Mark Salisbury reports:
"They’re a funny lot the Italians,” says Michael Caine’s character in the Sleuth remake, “culture isn’t their thing.” That got a big laugh at yesterday’s press screening I can tell you, but judging by the critical reaction to the movie in this morning’s Italian media they clearly took the comment with a pinch of salt, since they gave the Kenneth Branagh-directed, Harold Pinter-scripted version of Anthony Shaffer’s play, previously filmed by Joseph L. Mankiewicz in 1972, pretty positive notice. Not so Variety, which called it a “bizarrely contorted facsimile”. It’s that, and worse.
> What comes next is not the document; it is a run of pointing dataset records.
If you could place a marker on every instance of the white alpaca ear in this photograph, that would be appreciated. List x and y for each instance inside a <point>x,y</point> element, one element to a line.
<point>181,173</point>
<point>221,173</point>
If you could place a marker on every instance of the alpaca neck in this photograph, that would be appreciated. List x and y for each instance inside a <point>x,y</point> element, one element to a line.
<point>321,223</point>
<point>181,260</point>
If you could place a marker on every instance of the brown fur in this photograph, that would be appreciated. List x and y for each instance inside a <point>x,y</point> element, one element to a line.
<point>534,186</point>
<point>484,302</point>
With Jude Law stepping into Michael Caine’s shoes for the second time, and Caine taking over from Laurence Olivier, Shaffer’s classic two-hander, a verbal war of words and increasingly deadly gamesmanship between best-selling crime author Andrew Wyke (Caine) and his wife’s young lover, Milo Tindle (Law), is sunk by a woefully unconvincing Law performance, terrible (and terribly distracting) production design from Tim Harvey - Caine’s eccentric lair is filled with bizarre, uncomfortable looking modern furnishings, security cameras and hi-tech gadgetry, all seemingly operated by one Apple ishuffle remote control - and Branagh’s failure to make the one location and two men work visually. “I wouldn’t have done a straight remake,” said Caine at the film’s press conference, “this is a completely different take, much more severe.” It’s also almost an hour shorter that the original, which was a relief.
Glenn Kenny adds:
I'm slated to review this when it opens in October, but I will say here that Branagh places Caine and Law in front of so many reflective surfaces that the picture often comes off as Losey's The Servant on steroids. Not a good thing.